Saturday, 09 October 2021 12:58

Cop and a Half: New Recruit






COP AND A HALF: NEW RECRUIT

Canada, 2017, 98 minutes, Colour.
Lou Diamond Philips, Lulu Wilson, Janet Kidder, Amitai Marmorstein, Wallace Shawn.
Directed by Jonathan A.Rosenbaum.

In 1993, Burt Reynolds starred in a comedy Cop and a Half. The plot concerns a young boy who wants to be a policeman, plays a detective with a friend until he becomes involved with a murder case and a child-disliking policeman, Reynolds, is assigned to work with him.

Actually, this sounds a bit like the present film made almost 25 years later. This is a Canadian production, and the new recruit is a precocious, very precocious, little girl (who is very earnest about her acting and performance and so not always convincing and fairly often irritating).

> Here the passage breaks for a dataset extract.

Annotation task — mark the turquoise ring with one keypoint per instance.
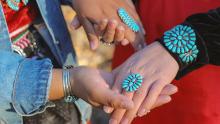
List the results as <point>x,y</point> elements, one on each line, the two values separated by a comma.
<point>128,20</point>
<point>132,82</point>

Her father had been a policeman killed in action and her mother wants to be protective. The little girl, Lulu Wilson, has a friend at school, African- American, who eventually steps in to help with the climax, stating that he is her Deputy.

Lou Diamond Philips takes on the Burt Reynolds’ role, having been suspended from active duty because of his hesitation in shooting a suspect who holds a hostage, the perpetrator going on to commit other crimes. He looks scruffy, dresses poorly, eat scruffily and hangs about wanting to be back in uniform. He encounters the girl, clashes with her. She teaches him a thing or two – and most of the police at the precinct who are fairly IT illiterate.

The problem in the town is a series of eruptions, rather comic in their style, with a fake police badge accompanying doggerel verses on a pink piece of heart-shaped paper. Things blow up, people get covered in slime… Eventually, there are bombardments by drones on the climax, at the town’s annual parade, which involves a large drones zapping everything.

The police are being taunted their inefficiency. The Mayor is also targeted. Nobody has any leads until the little girl suggests it is someone associated with the police. They work out that it is someone who was a failure in police training and is getting revenge.

The captain, female, is fairly hard on the hero but, eventually, has to acknowledge the expertise of the little girl. There are two associate police officers who act like kids, an ingenuous chorus. At headquarters, there is also the IT nerd who is able to infiltrate computer programs, even the academies, to find out who the likely suspect is. When the police go on a hunt, following a clue, they find a drone expert, of Asian origin (and audiences may gasp from moment that he is being targeted, only to find out that he is not the villain and he himself mentions the Asian prejudice).

The little girl has stayed with the nerd at headquarters during the raid and, just before she does, the audience will probably realise that it is the nerd who is the villain.

Our hero is restored to the police force, he has a mobile phone and knows how to text, eat healthy food… And, if this film was successful, there is ample opportunity for a sequel.